One of the best features of ML is pattern matching. Pattern matching is essentially a way of writing a case analysis driven by the structure of the data. The thing that makes pattern matching such a phenomenal tool is the type-checking discipline that is associated with it. In particular, the compiler checks that pattern matches are exhaustive and non-redundant. This is helpful when writing a case analysis for the first time, but the value of the technique really shows itself as the code evolves. In the absence of such checks, it's easy for a case analysis to silently become incomplete as the underlying data structures change, thus letting bugs creep in.
Pattern matching makes it easy to make sure that a case analysis is exhaustive, but there are other kinds of exhaustiveness that we might want static checks for where the compiler provides no help. One example we see a lot comes up in the context of validation. In a lot of the code we write, it is necessary to validate a configuration value represented as a record, and we want to make sure that every record field is explicitly checked.
After hearing me complain about how little help the language provided in this case, Steven proposed an elegant solution: use a macro to generate for any record definition a function that folds over the fields in that record. Thus, if you declare a record as follows:
module M = struct type t = { foo: int; bar: float; snoo: (int * string) list; } with field_fold end
you would end up with the following signature
module M : sig type t = { foo: int; bar: float; snoo: (int * string) list; } val field_fold : t -> 'a -> foo : (int -> 'a -> 'a) -> bar : (float -> 'a -> 'a) -> snoo : ((int * string) list -> 'a -> 'a) -> 'a end
By writing your validation function around field_fold, you can make
sure that the validation catches every field in the record, even as
the definition of the record changes over time. But this idiom is not
really specific to the validation case. You can use it just as well
in other situations where exhaustiveness is important, such as writing
an equality function or writing code to serialize a record.
We haven't implemented this yet, but it's coming. The version we're
going to do is a little bit more sophisticated that what I've
described here. We already have a set of macros for generating values
representing each field in a record that can be used for getting and
setting values and which contain a string representation of the name
of the field. I expect our field_fold will be based on these field
representatives rather just on the raw values. I expect this all will
eventually find its way into a public release of core.
Comments
Exhaustive matching for record fields
This is a very interesting topic. At LexiFi, we have faced this situation where some AST's constructor got more and more fields, but we were reluctant to put them in a record instead of keeping them as arguments of an n-ary constructor. The nice thing with tuples and n-ary constructors is that each time you add some field, the compiler will show you every pattern that deconstructs the fields. We are talking about AST's and we really want to keep the ability to pattern match on record fields (as opposed to field folding).

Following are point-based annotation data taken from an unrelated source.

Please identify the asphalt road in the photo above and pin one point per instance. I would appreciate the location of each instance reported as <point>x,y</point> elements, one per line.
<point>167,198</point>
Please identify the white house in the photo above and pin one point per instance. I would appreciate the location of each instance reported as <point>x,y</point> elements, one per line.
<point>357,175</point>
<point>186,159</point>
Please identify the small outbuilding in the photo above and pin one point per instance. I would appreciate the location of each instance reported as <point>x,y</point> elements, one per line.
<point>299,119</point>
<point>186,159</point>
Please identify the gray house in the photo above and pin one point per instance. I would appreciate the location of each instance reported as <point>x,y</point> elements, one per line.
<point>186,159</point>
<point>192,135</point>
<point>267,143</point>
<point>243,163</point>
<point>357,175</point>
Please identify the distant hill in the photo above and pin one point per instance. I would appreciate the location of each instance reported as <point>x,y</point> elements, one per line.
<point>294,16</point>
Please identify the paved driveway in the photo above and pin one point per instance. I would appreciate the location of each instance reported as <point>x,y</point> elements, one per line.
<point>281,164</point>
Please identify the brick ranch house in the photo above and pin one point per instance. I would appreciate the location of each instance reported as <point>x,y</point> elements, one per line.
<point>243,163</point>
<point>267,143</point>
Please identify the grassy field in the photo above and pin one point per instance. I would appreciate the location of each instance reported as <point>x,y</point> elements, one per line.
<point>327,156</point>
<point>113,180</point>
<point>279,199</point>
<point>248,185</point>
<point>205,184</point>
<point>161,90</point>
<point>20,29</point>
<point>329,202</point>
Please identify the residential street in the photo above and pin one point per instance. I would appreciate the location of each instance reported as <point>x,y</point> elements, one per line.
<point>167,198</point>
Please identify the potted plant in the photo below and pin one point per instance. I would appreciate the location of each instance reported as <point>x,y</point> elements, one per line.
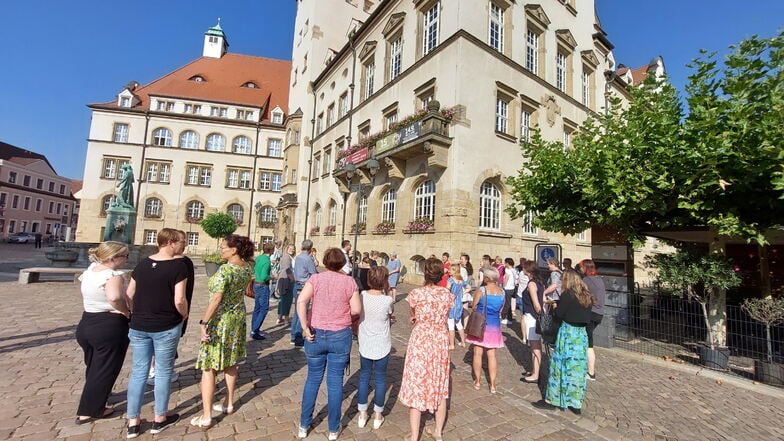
<point>217,225</point>
<point>769,312</point>
<point>700,276</point>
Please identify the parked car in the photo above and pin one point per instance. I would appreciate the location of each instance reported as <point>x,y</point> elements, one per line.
<point>21,238</point>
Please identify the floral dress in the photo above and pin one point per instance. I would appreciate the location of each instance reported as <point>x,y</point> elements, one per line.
<point>227,327</point>
<point>426,370</point>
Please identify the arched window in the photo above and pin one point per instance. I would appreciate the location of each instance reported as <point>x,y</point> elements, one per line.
<point>195,210</point>
<point>363,209</point>
<point>153,207</point>
<point>242,145</point>
<point>388,204</point>
<point>106,202</point>
<point>161,137</point>
<point>489,206</point>
<point>189,140</point>
<point>333,213</point>
<point>236,211</point>
<point>267,214</point>
<point>425,200</point>
<point>216,142</point>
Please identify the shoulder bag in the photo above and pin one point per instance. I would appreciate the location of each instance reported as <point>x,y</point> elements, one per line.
<point>477,321</point>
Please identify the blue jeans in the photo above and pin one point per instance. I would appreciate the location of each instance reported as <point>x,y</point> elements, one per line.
<point>379,370</point>
<point>262,307</point>
<point>144,345</point>
<point>329,350</point>
<point>296,327</point>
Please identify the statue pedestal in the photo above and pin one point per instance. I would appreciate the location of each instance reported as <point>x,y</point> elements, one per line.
<point>120,224</point>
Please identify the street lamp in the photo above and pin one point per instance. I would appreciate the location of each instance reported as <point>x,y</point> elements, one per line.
<point>351,172</point>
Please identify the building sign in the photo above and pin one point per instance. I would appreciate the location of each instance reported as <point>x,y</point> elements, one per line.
<point>401,136</point>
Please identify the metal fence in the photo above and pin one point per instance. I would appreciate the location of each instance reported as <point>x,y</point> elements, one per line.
<point>671,327</point>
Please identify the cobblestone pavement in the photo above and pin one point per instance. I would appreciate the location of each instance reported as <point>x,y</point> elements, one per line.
<point>634,397</point>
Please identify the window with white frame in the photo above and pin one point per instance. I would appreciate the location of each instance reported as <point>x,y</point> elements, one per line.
<point>396,57</point>
<point>198,175</point>
<point>388,203</point>
<point>532,51</point>
<point>158,171</point>
<point>153,207</point>
<point>189,140</point>
<point>430,26</point>
<point>236,211</point>
<point>120,132</point>
<point>425,200</point>
<point>267,214</point>
<point>194,210</point>
<point>489,206</point>
<point>496,37</point>
<point>333,213</point>
<point>560,71</point>
<point>363,209</point>
<point>275,148</point>
<point>151,237</point>
<point>216,142</point>
<point>111,167</point>
<point>161,137</point>
<point>242,144</point>
<point>529,217</point>
<point>501,114</point>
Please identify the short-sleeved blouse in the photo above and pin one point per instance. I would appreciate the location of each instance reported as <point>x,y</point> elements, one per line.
<point>330,308</point>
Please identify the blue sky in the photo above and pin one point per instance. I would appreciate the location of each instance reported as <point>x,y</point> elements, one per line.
<point>58,56</point>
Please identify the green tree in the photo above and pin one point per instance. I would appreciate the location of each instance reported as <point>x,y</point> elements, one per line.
<point>648,166</point>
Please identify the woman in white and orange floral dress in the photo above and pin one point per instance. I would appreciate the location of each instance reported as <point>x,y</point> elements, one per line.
<point>425,384</point>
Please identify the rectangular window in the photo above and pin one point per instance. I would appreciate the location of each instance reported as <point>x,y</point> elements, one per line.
<point>396,58</point>
<point>430,25</point>
<point>501,114</point>
<point>532,52</point>
<point>496,27</point>
<point>560,71</point>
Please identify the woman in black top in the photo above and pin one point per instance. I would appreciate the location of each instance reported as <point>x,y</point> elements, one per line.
<point>569,364</point>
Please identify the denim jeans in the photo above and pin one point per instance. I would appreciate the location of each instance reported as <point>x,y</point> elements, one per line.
<point>379,370</point>
<point>296,328</point>
<point>262,307</point>
<point>144,345</point>
<point>329,350</point>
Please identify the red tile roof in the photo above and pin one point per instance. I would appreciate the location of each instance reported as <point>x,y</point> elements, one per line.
<point>223,80</point>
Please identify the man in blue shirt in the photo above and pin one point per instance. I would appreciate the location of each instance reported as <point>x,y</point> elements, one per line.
<point>304,267</point>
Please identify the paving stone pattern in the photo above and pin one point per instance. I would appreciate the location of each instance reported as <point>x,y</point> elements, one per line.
<point>633,399</point>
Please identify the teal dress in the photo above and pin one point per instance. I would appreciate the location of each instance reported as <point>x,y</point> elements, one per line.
<point>227,327</point>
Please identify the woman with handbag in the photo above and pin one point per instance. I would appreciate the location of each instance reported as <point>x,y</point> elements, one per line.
<point>532,305</point>
<point>489,303</point>
<point>223,327</point>
<point>569,364</point>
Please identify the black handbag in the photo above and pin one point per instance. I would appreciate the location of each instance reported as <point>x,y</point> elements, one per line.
<point>547,325</point>
<point>475,327</point>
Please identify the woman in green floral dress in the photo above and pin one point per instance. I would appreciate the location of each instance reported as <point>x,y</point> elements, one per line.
<point>223,326</point>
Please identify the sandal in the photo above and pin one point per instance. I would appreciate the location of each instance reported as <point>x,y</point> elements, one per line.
<point>197,422</point>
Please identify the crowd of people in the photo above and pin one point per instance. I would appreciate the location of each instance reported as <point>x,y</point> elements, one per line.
<point>352,298</point>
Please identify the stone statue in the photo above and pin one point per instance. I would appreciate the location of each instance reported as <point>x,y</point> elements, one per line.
<point>125,188</point>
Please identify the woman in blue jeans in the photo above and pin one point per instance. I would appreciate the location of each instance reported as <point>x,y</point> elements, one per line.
<point>326,327</point>
<point>375,343</point>
<point>158,306</point>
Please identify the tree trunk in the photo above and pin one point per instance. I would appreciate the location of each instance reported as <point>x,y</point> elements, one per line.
<point>717,302</point>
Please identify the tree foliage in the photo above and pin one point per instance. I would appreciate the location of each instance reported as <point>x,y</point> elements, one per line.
<point>650,166</point>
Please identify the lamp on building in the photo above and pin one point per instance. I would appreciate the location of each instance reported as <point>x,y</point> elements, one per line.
<point>351,171</point>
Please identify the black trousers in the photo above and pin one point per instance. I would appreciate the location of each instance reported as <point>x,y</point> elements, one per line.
<point>103,337</point>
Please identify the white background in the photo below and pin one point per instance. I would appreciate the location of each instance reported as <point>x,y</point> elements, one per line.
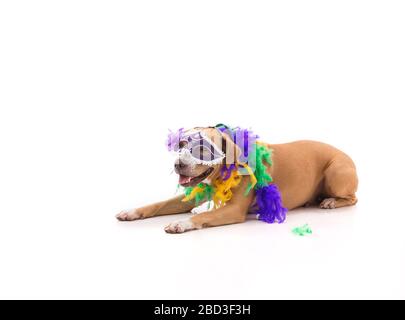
<point>88,90</point>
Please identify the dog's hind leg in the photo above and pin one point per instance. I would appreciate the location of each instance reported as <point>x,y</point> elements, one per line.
<point>171,206</point>
<point>340,183</point>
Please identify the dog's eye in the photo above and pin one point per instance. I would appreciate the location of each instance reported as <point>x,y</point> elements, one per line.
<point>182,144</point>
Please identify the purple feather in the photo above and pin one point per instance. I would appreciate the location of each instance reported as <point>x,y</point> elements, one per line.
<point>270,205</point>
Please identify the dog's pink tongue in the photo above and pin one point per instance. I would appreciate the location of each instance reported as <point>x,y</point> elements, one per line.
<point>184,179</point>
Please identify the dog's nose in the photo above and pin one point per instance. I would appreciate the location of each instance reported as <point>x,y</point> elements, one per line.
<point>179,165</point>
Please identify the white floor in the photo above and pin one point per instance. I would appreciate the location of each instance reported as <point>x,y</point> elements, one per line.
<point>352,253</point>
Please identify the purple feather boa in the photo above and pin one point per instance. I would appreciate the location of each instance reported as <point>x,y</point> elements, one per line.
<point>173,138</point>
<point>270,205</point>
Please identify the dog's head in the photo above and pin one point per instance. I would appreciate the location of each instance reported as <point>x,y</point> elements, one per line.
<point>201,152</point>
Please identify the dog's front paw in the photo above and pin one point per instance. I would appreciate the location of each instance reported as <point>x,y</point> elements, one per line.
<point>180,226</point>
<point>129,215</point>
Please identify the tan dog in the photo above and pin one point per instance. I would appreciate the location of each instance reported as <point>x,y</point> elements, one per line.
<point>306,172</point>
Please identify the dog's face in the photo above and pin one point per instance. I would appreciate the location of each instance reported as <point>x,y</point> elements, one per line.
<point>213,150</point>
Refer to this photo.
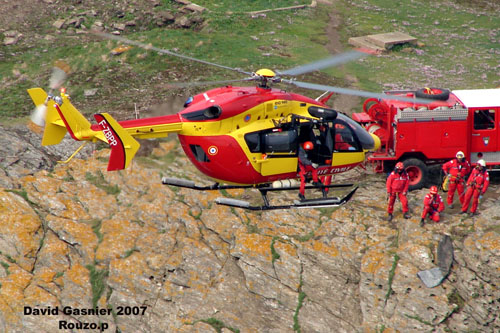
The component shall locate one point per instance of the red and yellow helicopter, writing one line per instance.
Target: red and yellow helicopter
(241, 137)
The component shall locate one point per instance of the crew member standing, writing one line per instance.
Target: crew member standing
(456, 169)
(433, 205)
(477, 184)
(305, 166)
(397, 185)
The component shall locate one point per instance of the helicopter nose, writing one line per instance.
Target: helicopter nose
(376, 142)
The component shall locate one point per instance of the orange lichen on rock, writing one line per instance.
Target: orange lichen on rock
(119, 236)
(374, 261)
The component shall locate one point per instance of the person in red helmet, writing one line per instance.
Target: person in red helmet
(456, 170)
(397, 185)
(433, 205)
(305, 166)
(477, 184)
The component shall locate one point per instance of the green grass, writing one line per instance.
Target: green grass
(459, 51)
(457, 47)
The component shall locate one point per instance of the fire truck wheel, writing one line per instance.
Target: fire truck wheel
(417, 172)
(433, 93)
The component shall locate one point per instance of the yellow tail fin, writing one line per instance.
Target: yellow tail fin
(55, 129)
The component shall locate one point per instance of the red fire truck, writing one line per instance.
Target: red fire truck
(421, 135)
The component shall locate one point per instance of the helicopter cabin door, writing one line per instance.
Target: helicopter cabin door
(279, 150)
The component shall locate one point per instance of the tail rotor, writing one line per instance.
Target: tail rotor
(58, 77)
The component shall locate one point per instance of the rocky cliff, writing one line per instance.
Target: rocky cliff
(153, 258)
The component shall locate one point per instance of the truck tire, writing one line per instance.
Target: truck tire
(417, 172)
(433, 93)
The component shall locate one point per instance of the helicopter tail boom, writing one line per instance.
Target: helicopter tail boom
(123, 145)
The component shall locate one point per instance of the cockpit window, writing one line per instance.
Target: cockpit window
(212, 112)
(272, 141)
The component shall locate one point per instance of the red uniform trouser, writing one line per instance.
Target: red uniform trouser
(326, 180)
(472, 193)
(304, 169)
(459, 186)
(392, 199)
(433, 214)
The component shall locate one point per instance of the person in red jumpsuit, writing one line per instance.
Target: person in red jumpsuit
(477, 184)
(397, 185)
(457, 170)
(305, 166)
(433, 205)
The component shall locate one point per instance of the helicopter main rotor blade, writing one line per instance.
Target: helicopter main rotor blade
(206, 83)
(164, 51)
(355, 92)
(325, 63)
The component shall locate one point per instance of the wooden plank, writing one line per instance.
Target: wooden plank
(387, 40)
(363, 42)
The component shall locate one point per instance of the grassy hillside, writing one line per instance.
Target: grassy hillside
(459, 50)
(460, 42)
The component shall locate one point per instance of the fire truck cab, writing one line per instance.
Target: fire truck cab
(421, 135)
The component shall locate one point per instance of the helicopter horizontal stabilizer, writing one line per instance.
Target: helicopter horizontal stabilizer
(123, 145)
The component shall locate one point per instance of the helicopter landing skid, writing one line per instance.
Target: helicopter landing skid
(264, 189)
(308, 203)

We adopted a different solution and (guess!) patched the compiler. Now we can add some syntactic annotation on a record type definition to tell the compiler to check for exhaustiveness of any pattern of this record type (in the sense that all the fields must appear in the pattern). The annotation can also go on a specific record pattern. The patch is quite simple, but it makes us much more confident when we turn a tuple into a record. While writing this message, I realize we could be more subtle and mark only some fields as being required in any pattern, but we didn't feel this need in practice yet.
Exhaustive handling of fields
Using record pattern matching is a very elegant solution. This of course only helps you when you turn on compiler warnings that make sure that every variable you defined is actually used.
I find it very interesting to see someone else running up against this same need to exhaustively analyze product types. My sense has been that the need to do this is not widely recognized in academic PL circles, which always struck me as a strange oversight, given the well-known utility of having the compiler check the exhaustiveness of the analysis of sum types.
The tradeoff between hacking the compiler and using a camlp4 is always a tough one. camlp4 extensions are easier to share with others (as we have done with the release of binprot and sexplib), but for some things, they are necessarily less elegant. I would like to eventually see some of the better tested and thought-out ideas make their way back into the mainline compiler.
Turning on the compiler
Turning on the compiler warnings about unused variables is a good idea but event without the warnings, the compiler stops us at each record pattern when we add some field to the record type (if it has been declared to have this behavior).
The decision to hack the compiler is quite easy for us since LexiFi has a long experience in doing it and synchronizing with INRIA. We inform OCaml developers about changes that are not specific to our domain and of course we would be happy to see these changes integrated with INRIA's CVS.